Unless she is attacking, you don't have to shoot. Too much chance of the deer moving at the shot. Yes, we all get a pass every once in a while but I wouldn't expect the same result very often.
Bumped the tree on my draw, didn't do it on purpose, had an good blood trail. 150 yards and found him. Blood thinned out then got heavy again. Sent from my iPhone using Tapatalk
Ive shot multiple deer in the neck with a rifle. Every one dropped like a sack of potatos, never taking a single step. Not a shot I would purposely attempt with my bow but, has been pretty effective with a rifle.
The world record "Beatty Buck" was shot in the neck. Coming straight at him and shot him in the throat. You can still see the broadhead mark on the full body mount.
I am a 100% anti-neck shot type of guy. I am a fan of always taking high percentage shot choices. Will argue that a neck or a head shot are not as high of a percentage shot than a double lung/possible heart shot till I'm blue in the face. OP, nice job backing out and waiting and finding her!
I'm not an intentional neck shooter and the lungs are a bigger target anyways. I tend to be most comfortable aiming for the heart. Keep in mind I only hunt from the ground. I've put two through the heart dissected and confirmed. Two double lungs. And one through the neck and double lungs. All pass throughs. The neck was kinda a bonus on that one. The neck does have a pretty good chance at putting an animal down fast in three ways though.

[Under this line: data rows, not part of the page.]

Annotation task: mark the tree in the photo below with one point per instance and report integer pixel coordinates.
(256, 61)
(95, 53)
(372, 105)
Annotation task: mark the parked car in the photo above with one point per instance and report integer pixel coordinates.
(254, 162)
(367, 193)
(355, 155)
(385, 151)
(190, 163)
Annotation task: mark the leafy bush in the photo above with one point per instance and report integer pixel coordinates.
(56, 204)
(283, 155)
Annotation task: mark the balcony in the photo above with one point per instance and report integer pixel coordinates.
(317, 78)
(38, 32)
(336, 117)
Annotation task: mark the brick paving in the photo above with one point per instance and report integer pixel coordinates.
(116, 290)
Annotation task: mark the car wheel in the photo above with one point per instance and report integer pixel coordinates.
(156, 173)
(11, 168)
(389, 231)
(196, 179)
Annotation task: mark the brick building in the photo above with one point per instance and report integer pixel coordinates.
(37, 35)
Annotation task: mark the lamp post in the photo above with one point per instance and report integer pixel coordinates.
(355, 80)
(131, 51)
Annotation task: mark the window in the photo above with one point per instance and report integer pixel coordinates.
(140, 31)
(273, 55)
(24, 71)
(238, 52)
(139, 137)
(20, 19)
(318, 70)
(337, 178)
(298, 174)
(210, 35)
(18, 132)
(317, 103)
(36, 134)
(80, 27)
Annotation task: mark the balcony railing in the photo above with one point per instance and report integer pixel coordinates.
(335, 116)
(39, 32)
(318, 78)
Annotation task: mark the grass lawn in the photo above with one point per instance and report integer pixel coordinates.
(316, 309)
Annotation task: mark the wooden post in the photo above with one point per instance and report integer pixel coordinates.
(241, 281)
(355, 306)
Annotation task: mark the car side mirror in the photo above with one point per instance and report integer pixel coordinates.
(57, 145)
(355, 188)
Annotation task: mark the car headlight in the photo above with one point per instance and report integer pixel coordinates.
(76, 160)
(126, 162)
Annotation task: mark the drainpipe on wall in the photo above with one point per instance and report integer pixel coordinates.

yeah...it was a doe I believe. Possibly Clinton? Not sure though. Given the opportunity, my old man will always shoot for the neck with a rifle. With a bow, he won't take that shot at all. It's one thing he did hammer home over the years. One of the bad things about a neck shot with a broadhead is the bloodwork is packed in there so close together in a neck, that if you don't get a pass through all the deer's movement and jostling around can cause the b-head to work its way into a major vein/artery minutes, hours, days, even weeks after the initial shot. So, that whole "if she's still upright after 100 yards" statement doesn't necessarily hold true. If the deer has a long relatively open area to run across after the shot, don't give up just because you don't find blood in the first 50-100 yards. If there's not much blood right away....find the first thick spot the deer ran into and check to see if banging the arrow into the brush didn't cause the b-head to cut into the veins at that point. From there on, its likely to be a bloodbath. *see this story for a real life example of how little the margin of error is on a neck shot between 'No harm, No foul' vs. 'Near Instant Death' : Sun Advocate - Bowhunt accident nearly fatal for Price man - August 20, 2013
What? I would not use any setup that would not produce a pass through on a deer's neck. A couple of different guys in this thread not only got a pass-through on the neck, but the arrow went on to pass clear through the body also. Any decent set-up should easily blow cleanly through the largest deer neck if it does not hit spine.
100% agreed! Some set ups will even blast through shoulders...let alone neck. Me personally, will never take a neck shot...much smaller area of critical killing potential vs wounding or slow death potential in my honest opinion.